When the dog knows what is expected, to focus on you and you start with the cookie on your focus spot. Do you give a pop correction should the dog look away if no cookie is there to motivate? I'm noticing my dog looking away when heeling and then looking back at me to see where we are in the heeling pattern. This is happening where there are lots of distractions.


----------



## FlyingQuizini (Oct 24, 2006)

Happy said:


> When the dog knows what is expected, to focus on you and you start with the cookie on your focus spot. Do you give a pop correction should the dog look away if no cookie is there to motivate? I'm noticing my dog looking away when heeling and then looking back at me to see where we are in the heeling pattern. This is happening where there are lots of distractions.


Before I wean off food, I make sure to train in highly distracting areas -- to teach the dog the desired behavior remains the same regardless of where we are doing it.

How much training have you done around myriad distractions?


----------



## JDandBigAm (Aug 25, 2008)

I've only done the occasional training in busy areas. I guess I had better get the treats out and do stationary attention first increasing the distractions? Then do I start taking one to two heeling steps with the cookie in the focus area once the stationary is good? Actually he is pretty good at stationary attention. It is when we start heeling is when he wants a bit of a look around.


----------



## FlyingQuizini (Oct 24, 2006)

Happy said:


> I've only done the occasional training in busy areas. I guess I had better get the treats out and do stationary attention first increasing the distractions? Then do I start taking one to two heeling steps with the cookie in the focus area once the stationary is good? Actually he is pretty good at stationary attention. It is when we start heeling is when he wants a bit of a look around.


Yup. That's probably what I'd do. I also do a lot of rewarding right after stepping off.
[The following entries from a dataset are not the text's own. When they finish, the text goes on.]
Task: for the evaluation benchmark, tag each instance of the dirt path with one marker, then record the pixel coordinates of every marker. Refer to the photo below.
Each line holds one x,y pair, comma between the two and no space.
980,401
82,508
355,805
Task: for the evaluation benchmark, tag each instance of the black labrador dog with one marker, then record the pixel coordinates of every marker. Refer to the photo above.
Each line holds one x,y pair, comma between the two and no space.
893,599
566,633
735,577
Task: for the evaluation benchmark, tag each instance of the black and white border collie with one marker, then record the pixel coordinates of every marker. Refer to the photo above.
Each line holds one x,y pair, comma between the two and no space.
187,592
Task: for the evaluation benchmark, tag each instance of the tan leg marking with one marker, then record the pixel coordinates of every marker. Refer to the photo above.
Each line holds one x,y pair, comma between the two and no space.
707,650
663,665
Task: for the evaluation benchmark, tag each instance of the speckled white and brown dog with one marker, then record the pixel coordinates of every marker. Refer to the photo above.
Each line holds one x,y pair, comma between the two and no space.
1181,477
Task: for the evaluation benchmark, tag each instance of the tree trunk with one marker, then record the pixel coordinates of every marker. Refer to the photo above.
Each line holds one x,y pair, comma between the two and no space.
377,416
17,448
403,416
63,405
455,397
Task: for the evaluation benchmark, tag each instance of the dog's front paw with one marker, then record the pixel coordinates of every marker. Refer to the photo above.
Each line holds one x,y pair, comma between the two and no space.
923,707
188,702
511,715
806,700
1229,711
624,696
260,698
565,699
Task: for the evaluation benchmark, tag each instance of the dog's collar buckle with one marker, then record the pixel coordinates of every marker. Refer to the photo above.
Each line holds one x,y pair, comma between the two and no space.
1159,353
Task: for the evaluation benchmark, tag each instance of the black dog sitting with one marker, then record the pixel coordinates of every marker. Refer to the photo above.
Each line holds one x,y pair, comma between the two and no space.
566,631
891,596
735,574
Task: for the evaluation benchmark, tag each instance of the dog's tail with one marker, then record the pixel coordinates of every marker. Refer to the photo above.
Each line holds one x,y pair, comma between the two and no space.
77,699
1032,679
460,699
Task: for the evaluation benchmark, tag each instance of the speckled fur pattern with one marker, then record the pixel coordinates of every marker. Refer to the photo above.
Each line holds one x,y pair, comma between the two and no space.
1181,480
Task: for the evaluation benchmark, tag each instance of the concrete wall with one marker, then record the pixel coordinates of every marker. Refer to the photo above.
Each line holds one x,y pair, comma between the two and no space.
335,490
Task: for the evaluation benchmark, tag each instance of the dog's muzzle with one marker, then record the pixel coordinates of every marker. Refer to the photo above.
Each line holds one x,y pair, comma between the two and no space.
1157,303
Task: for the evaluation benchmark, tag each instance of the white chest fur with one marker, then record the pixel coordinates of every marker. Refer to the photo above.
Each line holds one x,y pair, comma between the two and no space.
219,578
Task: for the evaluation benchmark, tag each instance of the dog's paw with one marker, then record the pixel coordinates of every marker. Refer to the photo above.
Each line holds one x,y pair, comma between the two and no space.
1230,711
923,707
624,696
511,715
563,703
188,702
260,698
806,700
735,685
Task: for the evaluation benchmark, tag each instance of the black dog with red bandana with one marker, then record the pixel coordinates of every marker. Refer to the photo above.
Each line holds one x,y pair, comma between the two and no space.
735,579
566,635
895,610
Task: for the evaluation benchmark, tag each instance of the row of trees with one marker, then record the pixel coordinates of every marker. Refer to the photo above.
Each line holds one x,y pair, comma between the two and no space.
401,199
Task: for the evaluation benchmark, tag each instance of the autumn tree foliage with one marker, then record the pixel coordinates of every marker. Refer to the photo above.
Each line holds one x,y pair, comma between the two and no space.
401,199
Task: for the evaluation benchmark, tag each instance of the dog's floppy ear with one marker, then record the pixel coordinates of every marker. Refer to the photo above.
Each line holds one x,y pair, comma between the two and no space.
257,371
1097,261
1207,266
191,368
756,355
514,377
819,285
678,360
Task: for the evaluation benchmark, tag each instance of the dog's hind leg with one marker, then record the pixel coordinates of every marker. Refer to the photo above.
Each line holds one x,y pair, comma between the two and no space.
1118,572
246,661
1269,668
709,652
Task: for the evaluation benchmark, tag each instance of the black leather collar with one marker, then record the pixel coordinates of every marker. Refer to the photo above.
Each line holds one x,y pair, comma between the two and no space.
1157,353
I find a lot of dogs initially drop their head on the first step or two. I continue to do lots of rewarding take-offs long after the dog is at the point where he can heel several steps with attention. It also keep the reinforcement on a random schedule once the dog is familiar with the job. Sometimes he gets the cookie after 1 step ... sometimes 5 steps ... sometimes 18 steps, sometimes 8 steps, etc.

Training in lots of different places is one of the best things, IMO. I generally tell my students (pet and performance) that you want to see the dog able to work to your level of satisfaction in at least six different areas - with varying distractions - before it's fair to start thinking he "knows" whatever the task is.


----------



## Megora (Jun 7, 2010)

FlyingQuizini said:


> Yup. I do this too. IMO, if a dog truly understands the exercise, and has been weaned off lures previously in training, the occasional giant sub-title of a cookie on his nose isn't likely to backfire when used to jump-start attention in a specific situation. BUT -- I also think it's important to recognize that the dog needs it and produce the lure first, rather than attempt something, realize the dog is too distracted and then suddenly start waving the cookie in front of him.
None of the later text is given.